Simulated Author's Rebuttal

2 responses · 0 unresolved

We thank the referee for their valuable comments on our manuscript. We address each major comment point-by-point below and indicate the revisions we will make to strengthen the paper.

read point-by-point responses
  1. Referee: [Results] Results section: the headline claim that the 3D student exhibits a fundamentally different optimization landscape rests on the untested assumption that the 2D teacher's dense pseudo-labels are sufficiently accurate. No slice-wise or volume-wise fidelity metrics (Dice against held-out manual labels, label consistency across reconstructed 3D volumes) are reported; without them the observed 3D degradation could be explained by label noise rather than dimensionality.

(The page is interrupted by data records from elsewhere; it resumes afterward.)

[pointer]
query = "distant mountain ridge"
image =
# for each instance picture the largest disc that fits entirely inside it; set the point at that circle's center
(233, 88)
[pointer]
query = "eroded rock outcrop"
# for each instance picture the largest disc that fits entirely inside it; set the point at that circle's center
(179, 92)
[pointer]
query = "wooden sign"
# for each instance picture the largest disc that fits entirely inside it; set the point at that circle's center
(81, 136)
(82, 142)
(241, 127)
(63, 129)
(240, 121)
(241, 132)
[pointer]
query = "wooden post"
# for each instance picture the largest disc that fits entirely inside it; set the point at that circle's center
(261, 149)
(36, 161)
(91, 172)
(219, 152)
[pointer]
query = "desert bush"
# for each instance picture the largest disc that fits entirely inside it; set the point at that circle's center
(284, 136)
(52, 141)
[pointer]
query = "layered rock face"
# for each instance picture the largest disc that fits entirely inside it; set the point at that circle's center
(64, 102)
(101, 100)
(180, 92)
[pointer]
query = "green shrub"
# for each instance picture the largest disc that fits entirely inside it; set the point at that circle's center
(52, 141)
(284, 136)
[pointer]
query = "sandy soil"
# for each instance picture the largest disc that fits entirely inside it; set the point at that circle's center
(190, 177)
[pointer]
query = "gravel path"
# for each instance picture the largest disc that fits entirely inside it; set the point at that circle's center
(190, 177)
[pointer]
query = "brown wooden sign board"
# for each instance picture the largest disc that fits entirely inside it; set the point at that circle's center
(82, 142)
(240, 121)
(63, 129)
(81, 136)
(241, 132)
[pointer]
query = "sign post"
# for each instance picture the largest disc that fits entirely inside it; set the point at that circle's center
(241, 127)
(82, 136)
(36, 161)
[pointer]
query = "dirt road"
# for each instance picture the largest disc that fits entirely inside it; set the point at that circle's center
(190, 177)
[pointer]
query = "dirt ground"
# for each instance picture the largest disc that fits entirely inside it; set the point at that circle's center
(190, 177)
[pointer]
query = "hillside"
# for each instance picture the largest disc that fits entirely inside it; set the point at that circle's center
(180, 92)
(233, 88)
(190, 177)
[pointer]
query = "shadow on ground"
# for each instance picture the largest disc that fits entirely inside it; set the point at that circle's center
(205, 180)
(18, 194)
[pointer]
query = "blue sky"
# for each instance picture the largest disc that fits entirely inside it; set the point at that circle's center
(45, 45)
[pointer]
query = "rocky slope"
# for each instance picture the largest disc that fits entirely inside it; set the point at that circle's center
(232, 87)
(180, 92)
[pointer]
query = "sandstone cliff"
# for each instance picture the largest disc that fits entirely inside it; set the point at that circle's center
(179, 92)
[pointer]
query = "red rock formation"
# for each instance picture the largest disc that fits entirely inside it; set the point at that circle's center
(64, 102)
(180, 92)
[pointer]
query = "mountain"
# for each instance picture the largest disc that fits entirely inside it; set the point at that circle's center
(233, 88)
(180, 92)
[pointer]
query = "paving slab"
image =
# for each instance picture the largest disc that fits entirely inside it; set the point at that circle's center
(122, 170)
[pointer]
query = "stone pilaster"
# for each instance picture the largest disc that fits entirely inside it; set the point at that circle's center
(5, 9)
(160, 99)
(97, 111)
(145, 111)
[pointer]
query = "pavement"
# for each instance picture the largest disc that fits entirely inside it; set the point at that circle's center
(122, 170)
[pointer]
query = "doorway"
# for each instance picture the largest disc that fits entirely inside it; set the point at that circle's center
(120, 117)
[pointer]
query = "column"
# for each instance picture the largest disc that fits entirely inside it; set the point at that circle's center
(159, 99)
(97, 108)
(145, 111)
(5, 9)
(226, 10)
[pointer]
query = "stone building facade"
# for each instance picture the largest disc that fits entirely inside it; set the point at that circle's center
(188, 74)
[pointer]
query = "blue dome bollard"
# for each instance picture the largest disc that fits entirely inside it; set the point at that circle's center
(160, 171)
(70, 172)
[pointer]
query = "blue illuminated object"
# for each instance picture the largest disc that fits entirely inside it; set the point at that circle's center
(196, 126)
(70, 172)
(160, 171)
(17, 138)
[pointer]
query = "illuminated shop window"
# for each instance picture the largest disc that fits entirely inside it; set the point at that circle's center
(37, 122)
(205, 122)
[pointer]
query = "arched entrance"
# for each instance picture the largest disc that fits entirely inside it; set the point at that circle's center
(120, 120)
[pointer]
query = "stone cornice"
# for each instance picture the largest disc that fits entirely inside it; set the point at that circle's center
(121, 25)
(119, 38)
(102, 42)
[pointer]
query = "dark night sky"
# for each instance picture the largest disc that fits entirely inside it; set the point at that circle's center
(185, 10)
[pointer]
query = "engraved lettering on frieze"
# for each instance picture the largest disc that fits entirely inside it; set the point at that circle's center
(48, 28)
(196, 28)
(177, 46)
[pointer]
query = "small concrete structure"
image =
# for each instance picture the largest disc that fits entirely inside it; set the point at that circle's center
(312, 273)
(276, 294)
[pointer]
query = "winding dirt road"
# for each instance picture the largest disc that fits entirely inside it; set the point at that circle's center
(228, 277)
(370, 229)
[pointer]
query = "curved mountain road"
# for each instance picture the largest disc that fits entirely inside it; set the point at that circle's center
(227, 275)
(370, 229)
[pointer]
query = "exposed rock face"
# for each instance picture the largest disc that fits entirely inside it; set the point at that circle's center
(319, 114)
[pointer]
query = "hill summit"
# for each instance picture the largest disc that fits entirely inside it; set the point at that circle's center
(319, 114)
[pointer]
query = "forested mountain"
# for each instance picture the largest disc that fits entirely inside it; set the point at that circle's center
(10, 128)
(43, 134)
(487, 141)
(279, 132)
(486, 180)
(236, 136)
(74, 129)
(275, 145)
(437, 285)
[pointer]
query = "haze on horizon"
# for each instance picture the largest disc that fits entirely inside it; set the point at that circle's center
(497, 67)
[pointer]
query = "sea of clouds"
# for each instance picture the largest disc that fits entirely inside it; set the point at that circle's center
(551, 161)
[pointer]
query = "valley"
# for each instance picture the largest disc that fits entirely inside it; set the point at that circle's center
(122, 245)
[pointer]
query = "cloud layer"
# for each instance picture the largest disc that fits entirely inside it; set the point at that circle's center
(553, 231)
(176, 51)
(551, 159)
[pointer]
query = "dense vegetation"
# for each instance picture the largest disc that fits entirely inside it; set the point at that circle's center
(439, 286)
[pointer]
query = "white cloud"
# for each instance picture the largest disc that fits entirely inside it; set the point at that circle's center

    Authors: We appreciate this observation. The 2D teacher was trained and evaluated on the sparse annotations with a held-out validation set, providing indirect support for pseudo-label quality. Importantly, our ablation studies fix the pseudo-label generation process and vary only the 3D training regularization, demonstrating that the performance differences arise from the interaction between the 3D model and the regularization choices. To directly address the concern, we will report slice-wise Dice scores of the pseudo-labels against additional held-out manual segmentations and assess label consistency in the reconstructed volumes in the revised manuscript. revision: yes

  2. Referee: [Methods] Methods and Results: the reported Dice gains (>11 pt WM lesion, ~25 pt GM lesion drop) are presented without error bars, statistical tests, or complete ablation tables that isolate each factor (augmentation strength, soft-label temperature, CLAHE). This prevents assessment of whether the dimensional divergence is statistically reliable or sensitive to hyper-parameter choices.

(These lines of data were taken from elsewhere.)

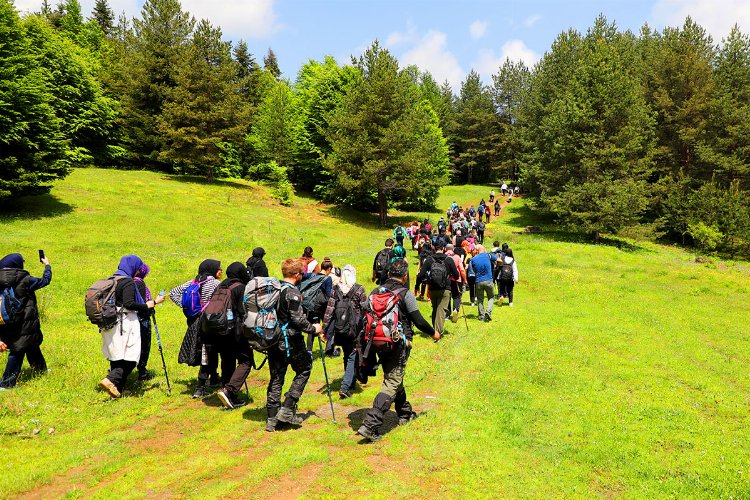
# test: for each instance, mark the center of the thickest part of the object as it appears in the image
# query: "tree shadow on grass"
(525, 216)
(34, 207)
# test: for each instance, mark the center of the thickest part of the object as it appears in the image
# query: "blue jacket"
(482, 265)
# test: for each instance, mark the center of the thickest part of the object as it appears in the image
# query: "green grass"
(622, 370)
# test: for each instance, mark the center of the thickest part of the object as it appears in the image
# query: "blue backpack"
(192, 305)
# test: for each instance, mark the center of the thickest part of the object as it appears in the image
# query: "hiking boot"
(271, 424)
(368, 434)
(407, 418)
(288, 416)
(110, 387)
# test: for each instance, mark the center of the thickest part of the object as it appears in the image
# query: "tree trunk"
(382, 207)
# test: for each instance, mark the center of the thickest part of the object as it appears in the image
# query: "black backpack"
(506, 270)
(314, 300)
(439, 275)
(347, 314)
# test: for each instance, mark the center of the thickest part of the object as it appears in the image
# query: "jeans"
(485, 287)
(15, 361)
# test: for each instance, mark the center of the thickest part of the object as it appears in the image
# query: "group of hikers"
(235, 313)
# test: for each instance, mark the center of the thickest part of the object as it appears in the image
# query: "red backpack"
(382, 328)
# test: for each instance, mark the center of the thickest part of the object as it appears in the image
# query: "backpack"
(314, 300)
(10, 307)
(506, 270)
(346, 313)
(192, 304)
(261, 325)
(382, 327)
(100, 302)
(218, 318)
(439, 275)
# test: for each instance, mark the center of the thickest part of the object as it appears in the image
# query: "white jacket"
(123, 341)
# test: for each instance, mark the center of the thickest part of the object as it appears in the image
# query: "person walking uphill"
(22, 334)
(438, 268)
(290, 313)
(393, 356)
(121, 344)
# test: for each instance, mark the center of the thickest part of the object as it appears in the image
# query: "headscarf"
(348, 278)
(129, 265)
(142, 273)
(12, 261)
(238, 272)
(209, 267)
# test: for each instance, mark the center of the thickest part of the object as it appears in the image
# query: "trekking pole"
(325, 371)
(161, 351)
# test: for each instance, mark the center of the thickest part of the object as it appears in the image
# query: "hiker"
(398, 234)
(311, 265)
(342, 323)
(457, 285)
(438, 269)
(121, 344)
(291, 314)
(508, 275)
(256, 266)
(192, 296)
(482, 263)
(144, 317)
(235, 344)
(21, 335)
(380, 264)
(393, 358)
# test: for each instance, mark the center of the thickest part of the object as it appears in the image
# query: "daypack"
(191, 302)
(439, 275)
(100, 302)
(217, 317)
(347, 314)
(314, 300)
(10, 307)
(382, 327)
(261, 325)
(506, 270)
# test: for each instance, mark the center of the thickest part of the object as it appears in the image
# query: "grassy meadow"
(623, 370)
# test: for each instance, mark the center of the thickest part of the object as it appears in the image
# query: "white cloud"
(530, 21)
(716, 16)
(430, 54)
(488, 63)
(478, 29)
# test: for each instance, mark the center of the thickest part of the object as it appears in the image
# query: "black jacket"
(26, 333)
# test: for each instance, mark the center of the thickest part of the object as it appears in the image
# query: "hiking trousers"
(392, 391)
(301, 362)
(440, 307)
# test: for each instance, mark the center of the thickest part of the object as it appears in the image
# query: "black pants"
(145, 345)
(246, 361)
(301, 362)
(119, 371)
(392, 391)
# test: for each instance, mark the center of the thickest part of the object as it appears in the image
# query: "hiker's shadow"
(390, 420)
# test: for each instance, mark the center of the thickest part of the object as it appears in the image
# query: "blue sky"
(448, 38)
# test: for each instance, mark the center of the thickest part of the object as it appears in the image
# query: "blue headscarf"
(129, 265)
(12, 261)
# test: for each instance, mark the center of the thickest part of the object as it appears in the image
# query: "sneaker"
(288, 416)
(108, 386)
(226, 399)
(271, 424)
(368, 434)
(406, 419)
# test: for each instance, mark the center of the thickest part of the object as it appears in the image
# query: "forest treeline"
(609, 130)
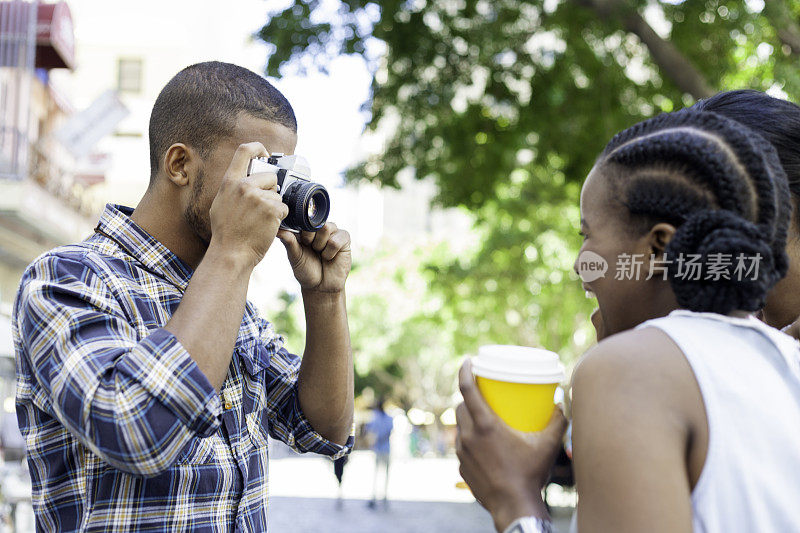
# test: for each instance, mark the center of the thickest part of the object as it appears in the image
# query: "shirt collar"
(116, 224)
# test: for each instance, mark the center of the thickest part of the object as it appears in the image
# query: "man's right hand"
(247, 211)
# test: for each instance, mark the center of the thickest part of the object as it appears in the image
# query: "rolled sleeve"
(287, 421)
(161, 365)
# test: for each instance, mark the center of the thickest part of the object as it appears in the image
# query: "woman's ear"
(659, 238)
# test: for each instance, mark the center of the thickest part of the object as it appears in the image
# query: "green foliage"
(505, 105)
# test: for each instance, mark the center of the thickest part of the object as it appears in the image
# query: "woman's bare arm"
(634, 399)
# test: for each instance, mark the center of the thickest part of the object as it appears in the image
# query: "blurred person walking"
(379, 430)
(147, 384)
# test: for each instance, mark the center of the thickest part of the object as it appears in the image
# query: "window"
(129, 75)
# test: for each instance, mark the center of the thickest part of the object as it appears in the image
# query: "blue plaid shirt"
(123, 430)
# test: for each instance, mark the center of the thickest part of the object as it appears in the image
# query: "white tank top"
(749, 377)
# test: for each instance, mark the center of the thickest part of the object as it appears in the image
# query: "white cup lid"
(518, 364)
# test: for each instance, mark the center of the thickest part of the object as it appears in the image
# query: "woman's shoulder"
(642, 368)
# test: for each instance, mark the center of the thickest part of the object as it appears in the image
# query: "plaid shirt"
(123, 430)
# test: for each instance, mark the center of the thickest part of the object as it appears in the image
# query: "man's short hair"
(200, 105)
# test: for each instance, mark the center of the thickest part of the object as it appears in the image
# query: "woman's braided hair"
(722, 186)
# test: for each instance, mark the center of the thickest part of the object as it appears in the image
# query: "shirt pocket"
(199, 451)
(257, 424)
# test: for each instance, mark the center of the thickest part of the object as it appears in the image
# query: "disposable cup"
(519, 383)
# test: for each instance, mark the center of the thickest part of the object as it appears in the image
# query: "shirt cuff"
(530, 524)
(165, 369)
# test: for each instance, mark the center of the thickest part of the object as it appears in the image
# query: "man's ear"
(658, 238)
(176, 161)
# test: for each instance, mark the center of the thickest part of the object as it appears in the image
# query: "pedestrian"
(379, 430)
(686, 416)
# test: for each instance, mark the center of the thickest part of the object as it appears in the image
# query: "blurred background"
(454, 135)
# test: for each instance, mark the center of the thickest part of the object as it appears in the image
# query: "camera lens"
(312, 208)
(309, 206)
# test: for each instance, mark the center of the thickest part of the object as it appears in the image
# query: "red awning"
(55, 38)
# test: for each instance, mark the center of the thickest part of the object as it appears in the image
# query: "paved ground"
(423, 498)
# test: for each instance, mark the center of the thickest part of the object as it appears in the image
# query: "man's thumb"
(293, 249)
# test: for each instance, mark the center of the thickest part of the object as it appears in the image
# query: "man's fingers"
(293, 249)
(267, 181)
(322, 235)
(479, 410)
(241, 159)
(463, 421)
(306, 237)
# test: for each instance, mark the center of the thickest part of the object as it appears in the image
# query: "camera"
(309, 203)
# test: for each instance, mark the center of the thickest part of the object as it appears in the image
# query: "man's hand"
(320, 261)
(247, 210)
(793, 329)
(505, 468)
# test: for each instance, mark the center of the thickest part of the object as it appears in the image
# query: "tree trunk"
(673, 64)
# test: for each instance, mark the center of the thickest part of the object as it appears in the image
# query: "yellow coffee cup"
(519, 383)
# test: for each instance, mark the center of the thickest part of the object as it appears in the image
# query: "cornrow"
(721, 186)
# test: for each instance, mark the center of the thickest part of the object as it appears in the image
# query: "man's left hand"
(320, 261)
(505, 468)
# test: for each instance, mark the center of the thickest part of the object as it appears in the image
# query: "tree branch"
(666, 55)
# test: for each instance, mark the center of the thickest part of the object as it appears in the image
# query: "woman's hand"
(505, 468)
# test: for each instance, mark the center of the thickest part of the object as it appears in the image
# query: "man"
(147, 384)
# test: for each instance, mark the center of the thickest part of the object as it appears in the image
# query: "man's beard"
(195, 218)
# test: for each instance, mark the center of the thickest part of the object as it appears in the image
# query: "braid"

    Authors: We agree that the presentation of results can be improved for statistical robustness. In the revised manuscript, we will include error bars representing standard deviation across multiple independent training runs, conduct appropriate statistical tests to confirm the significance of the reported differences, and provide expanded ablation tables that systematically isolate the effects of each factor (augmentation strength, soft-label temperature, and CLAHE) separately for the 2D teacher and 3D student models. revision: yes

Circularity Check

0 steps flagged

No circularity; empirical results from held-out evaluation

full rationale

The manuscript reports measured Dice-score differences from training a 2D teacher on sparse slices and a 3D student on its dense pseudo-labels. No equations, first-principles derivations, or fitted parameters are presented whose outputs reduce to the inputs by construction. Performance gaps (e.g., +11 pt WM-lesion Dice for 2D with augmentation/soft labels, degradation for 3D, -25 pt GM-lesion Dice with CLAHE) are direct experimental observations on held-out data, not tautological re-statements. Any self-citations are incidental and not load-bearing for the central empirical claims. The analysis is therefore self-contained and externally falsifiable via the reported metrics.

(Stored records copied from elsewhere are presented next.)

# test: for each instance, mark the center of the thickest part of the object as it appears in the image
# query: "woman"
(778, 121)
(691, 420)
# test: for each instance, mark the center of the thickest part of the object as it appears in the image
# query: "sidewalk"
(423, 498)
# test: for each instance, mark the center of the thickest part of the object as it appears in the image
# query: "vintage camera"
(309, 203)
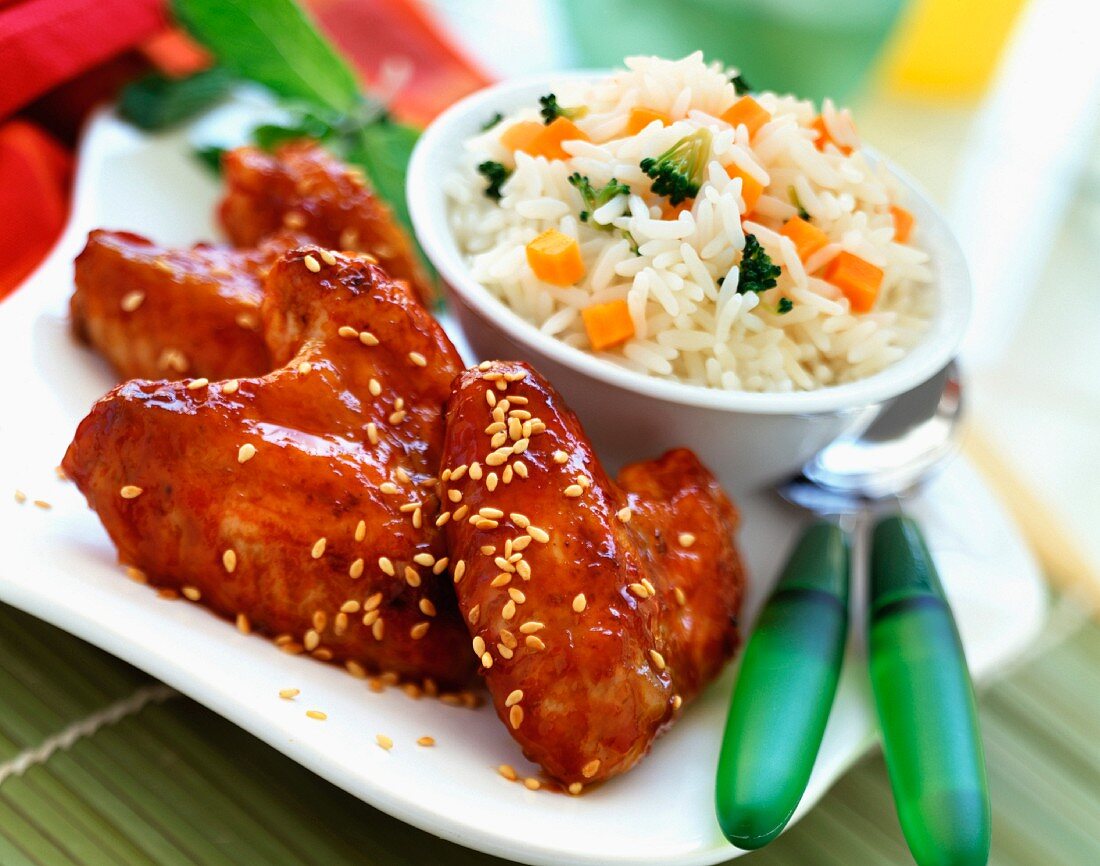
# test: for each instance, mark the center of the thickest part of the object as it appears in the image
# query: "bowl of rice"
(691, 262)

Axiom & Free-Parameter Ledger

2 free parameters · 1 axioms · 0 invented entities

The central claim rests on the domain assumption that 2D-generated pseudo-labels provide a valid training signal for 3D models and that observed differences stem from dimensionality rather than dataset-specific artifacts.

free parameters (2)
  • spatial augmentation strength
    Chosen to optimize 2D teacher but shown to harm 3D student; value is tuned rather than derived.
  • soft-label temperature
    Hyperparameter controlling label softness whose optimal setting differs by architecture.
axioms (1)
  • domain assumption Pseudo-labels from 2D teacher are sufficiently accurate for 3D training
    Core premise of the sparse-to-dense pipeline invoked in the methods description.